Из трехсот пятидесяти заключенных примерно тридцать были переведены вместе со мной во вторую ступень, в том числе Эди. Я связался с Эди тайной запиской, и мы сообщили всем заключенным второй ступени, что они все должны записаться на прием и сообщить по возможности одними и теми же словами господину директору, что счастье быть переведенным во вторую ступень вполне можно вынести. Но господин директор строго придерживался предписания, согласно которому льготы вовсе не должны были предоставляться все вдруг, а постепенно в зависимости от заслуг. И Эди и я побуждали других, чтобы они каждый четверг просили отвести их на прием и требовали новую льготу. Когда прошли девять месяцев второй ступени, господин директор мог с гордостью обратить мое внимание на то, что я пользуюсь всеми льготами, которые были предусмотрены для второй ступени. У меня на один час дольше горел свет в камере, я мог писать и получать по одному письму каждый месяц вместо двух, меня можно было чаще навещать, и я мог в ограниченном объеме хранить у себя мои собственные книги. В ограниченном объеме, это означало, исключительно специальную литературу, которая предназначалась для того, чтобы повышать профессиональную квалификацию заключенного. Я сообщил господину директору, что я посчитал пригодной для пропитания и полезной профессию писателя и решил усердно посвятить себя этому ремеслу. Следовательно, не существовало книги, которая не подошла бы для роста моей профессиональной квалификации.
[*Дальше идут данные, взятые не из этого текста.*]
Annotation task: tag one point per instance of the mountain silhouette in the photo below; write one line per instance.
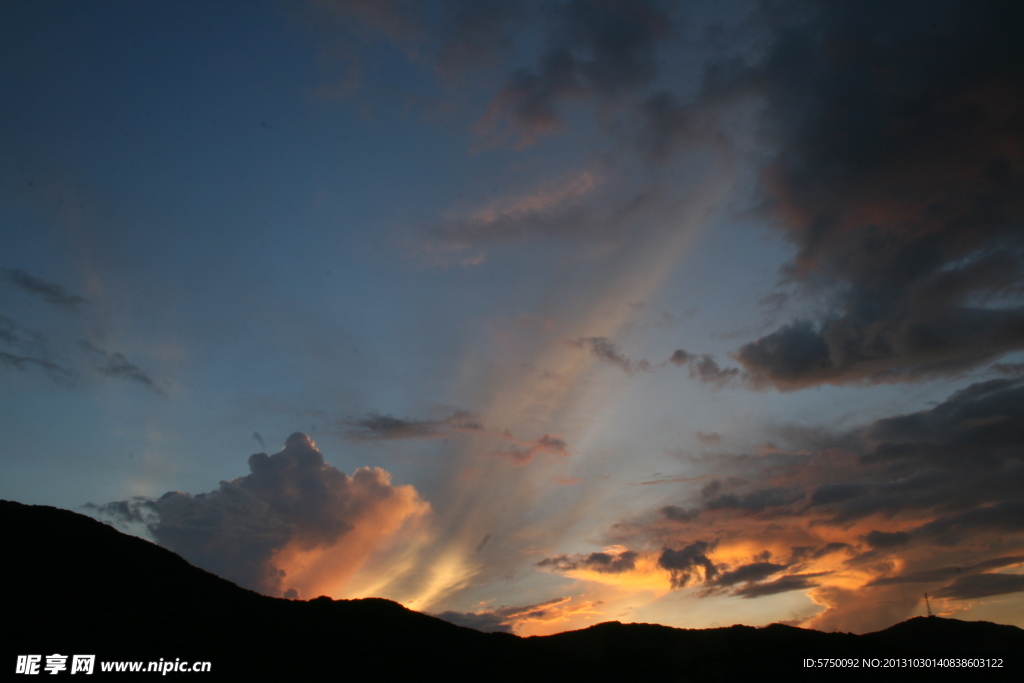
(76, 586)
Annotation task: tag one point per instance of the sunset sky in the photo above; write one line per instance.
(536, 314)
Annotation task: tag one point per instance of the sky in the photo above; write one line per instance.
(529, 314)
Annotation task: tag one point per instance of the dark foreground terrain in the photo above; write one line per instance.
(75, 586)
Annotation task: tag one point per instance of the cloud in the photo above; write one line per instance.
(927, 497)
(945, 573)
(687, 563)
(897, 172)
(377, 427)
(704, 367)
(606, 351)
(982, 586)
(293, 523)
(506, 620)
(48, 292)
(602, 562)
(754, 571)
(797, 582)
(884, 540)
(31, 348)
(116, 365)
(524, 452)
(601, 51)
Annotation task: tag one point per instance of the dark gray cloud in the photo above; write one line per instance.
(116, 365)
(596, 50)
(606, 351)
(31, 349)
(754, 501)
(754, 571)
(602, 562)
(898, 174)
(377, 427)
(14, 361)
(958, 461)
(947, 572)
(796, 582)
(485, 622)
(679, 514)
(524, 452)
(291, 497)
(709, 437)
(49, 292)
(982, 586)
(704, 367)
(885, 540)
(687, 563)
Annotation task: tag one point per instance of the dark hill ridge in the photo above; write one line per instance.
(75, 586)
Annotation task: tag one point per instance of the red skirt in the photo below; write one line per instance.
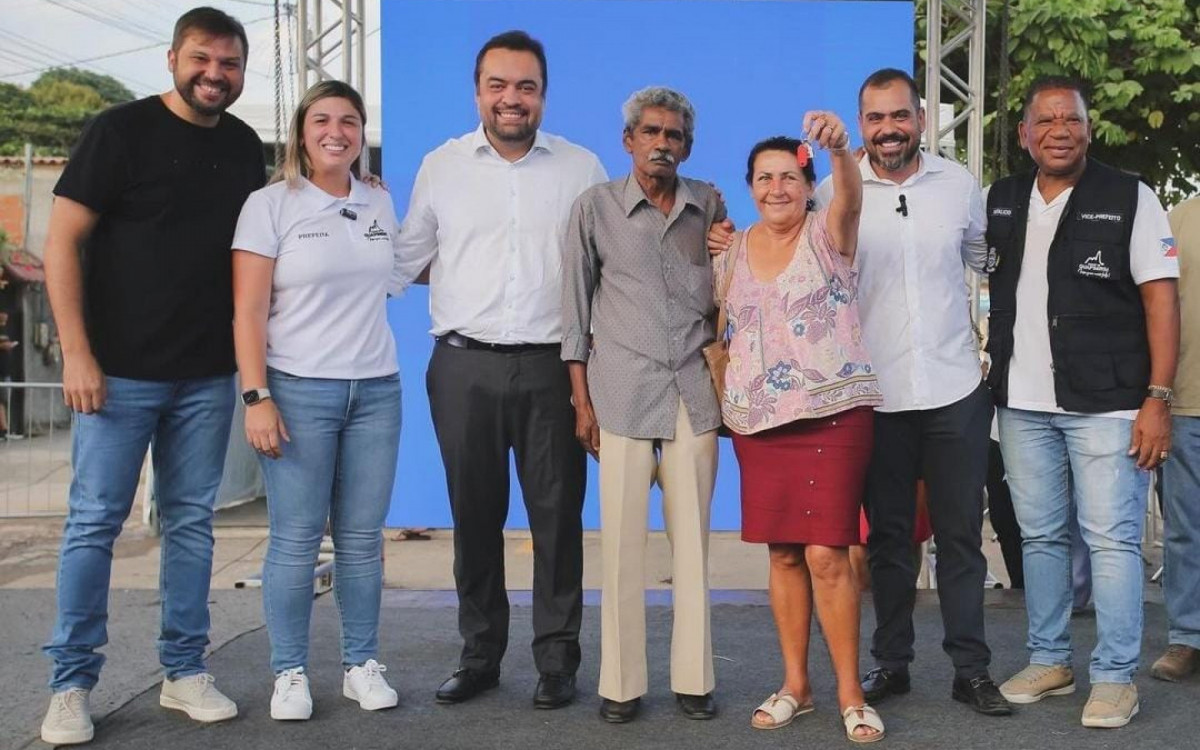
(803, 483)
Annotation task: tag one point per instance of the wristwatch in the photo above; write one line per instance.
(255, 395)
(1162, 393)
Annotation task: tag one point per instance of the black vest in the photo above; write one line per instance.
(1098, 346)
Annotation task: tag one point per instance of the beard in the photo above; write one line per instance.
(513, 132)
(187, 91)
(891, 163)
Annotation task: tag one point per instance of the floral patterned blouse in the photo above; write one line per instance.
(796, 343)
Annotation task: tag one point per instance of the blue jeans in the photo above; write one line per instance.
(186, 425)
(1181, 510)
(1110, 502)
(340, 465)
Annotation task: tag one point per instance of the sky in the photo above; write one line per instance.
(132, 37)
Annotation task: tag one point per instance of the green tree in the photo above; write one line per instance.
(109, 89)
(53, 111)
(66, 96)
(1141, 59)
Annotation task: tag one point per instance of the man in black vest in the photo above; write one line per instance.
(1084, 340)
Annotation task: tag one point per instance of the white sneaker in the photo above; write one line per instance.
(198, 697)
(366, 685)
(69, 719)
(292, 700)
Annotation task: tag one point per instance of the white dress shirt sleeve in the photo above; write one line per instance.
(975, 244)
(598, 173)
(415, 241)
(1152, 255)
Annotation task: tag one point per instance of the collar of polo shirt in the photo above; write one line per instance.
(317, 199)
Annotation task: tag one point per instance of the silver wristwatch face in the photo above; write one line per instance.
(1163, 394)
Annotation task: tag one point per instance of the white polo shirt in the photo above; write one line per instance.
(333, 276)
(912, 293)
(493, 231)
(1151, 256)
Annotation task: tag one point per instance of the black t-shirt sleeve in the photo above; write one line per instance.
(97, 172)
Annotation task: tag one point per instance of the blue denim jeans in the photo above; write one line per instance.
(186, 425)
(340, 466)
(1181, 510)
(1110, 501)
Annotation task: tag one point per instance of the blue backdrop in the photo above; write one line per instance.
(751, 69)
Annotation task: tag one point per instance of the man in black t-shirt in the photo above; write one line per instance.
(149, 203)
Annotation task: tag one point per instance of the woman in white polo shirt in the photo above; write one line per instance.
(312, 267)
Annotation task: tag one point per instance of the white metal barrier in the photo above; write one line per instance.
(35, 454)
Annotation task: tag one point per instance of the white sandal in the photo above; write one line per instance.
(869, 718)
(783, 708)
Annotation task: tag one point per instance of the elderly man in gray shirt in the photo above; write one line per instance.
(637, 304)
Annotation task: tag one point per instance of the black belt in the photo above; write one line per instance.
(465, 342)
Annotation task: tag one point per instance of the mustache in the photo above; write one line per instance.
(220, 84)
(659, 155)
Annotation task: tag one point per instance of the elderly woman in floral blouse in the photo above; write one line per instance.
(799, 393)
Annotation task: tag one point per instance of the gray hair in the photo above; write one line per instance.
(665, 99)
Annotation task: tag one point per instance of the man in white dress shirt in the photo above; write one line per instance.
(489, 210)
(923, 223)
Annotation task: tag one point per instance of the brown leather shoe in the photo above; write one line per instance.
(1177, 663)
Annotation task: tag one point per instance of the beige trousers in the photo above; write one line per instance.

Но потом случилось так, что собралась конференция, чтобы в торжественной церемонии удостоить чрезвычайной чести третьей ступени шестерых заключенных. — Третья ступень, — говорил господин директор, — это переход к свободе. Вы должны доказать, что достойны высокой милости и доверия тюремного руководства, говорил он, в особенности он ожидал, и при этом он испытующим взглядом рассматривал меня, что тот, кого на основании его виновности в совершении преступления по политическим убеждениям перевели в третью ступень, не должен забывать, что то, кто выдвигает требования, чтобы с ним обращались как с приличным человеком, должен также и сам вести себя как приличный человек. Третья ступень, говорил он, — это попытка пробудить в заключенном благородное. И от вас зависит доказать, что это возможно. Мы, впрочем, всегда при особенных желаниях можем обращаться доверительно и непосредственно к нему. Я сразу доверительно обратился к нему и попросил, чтобы и Эди тоже перевели в третью ступень. Если меня рассматривали в качестве преступника, действующего по убеждениям, то и он тоже мог бы требовать для себя этого права. Тогда я услышал, что Эди помиловали.
Я встретил его в прихожей тюремной администрации. Он, запыхавшись, пронесся мимо меня. — Помилован! — проглотил он, и с бесконечно беспомощным движением махал рукой. Он бежал дальше, дрожа и потеряв голову, смеясь, заикаясь, крича каждому заключенному, каждому тюремщику, хватая в руки тысячу вещей и снова и снова откладывая их назад, в поспешности и в страхе. В страхе, он боялся свободы, он должен был бояться ее, так же как боялся ее я, как чего-то совсем непостижимого, зловещего, власти которого ты будешь предоставлен более безусловно, чем власти камеры. Попадет ли он все же на свободу? — сразу спросил я себя. Он попал из тесной камеры в пыльные заводские цеха, он вышел из сжимающих оков, чтобы сразу оказаться скованным другими оковами, которые жали не меньше. Он бежал вдоль коридора, и прежде чем он вошел в канцелярию, он еще раз повернулся, поднял руку и махнул в последний раз. Это был последний раз, когда я видел его. Много лет спустя я прочитал его имя в газете, он был упомянут в ряду других имен как одна из жертв столкновения между полицией и безработными. Письмо, которое он написал мне после своего освобождения, мне не передали из-за «оскорбительных и предосудительных выражений» и подшили его в досье.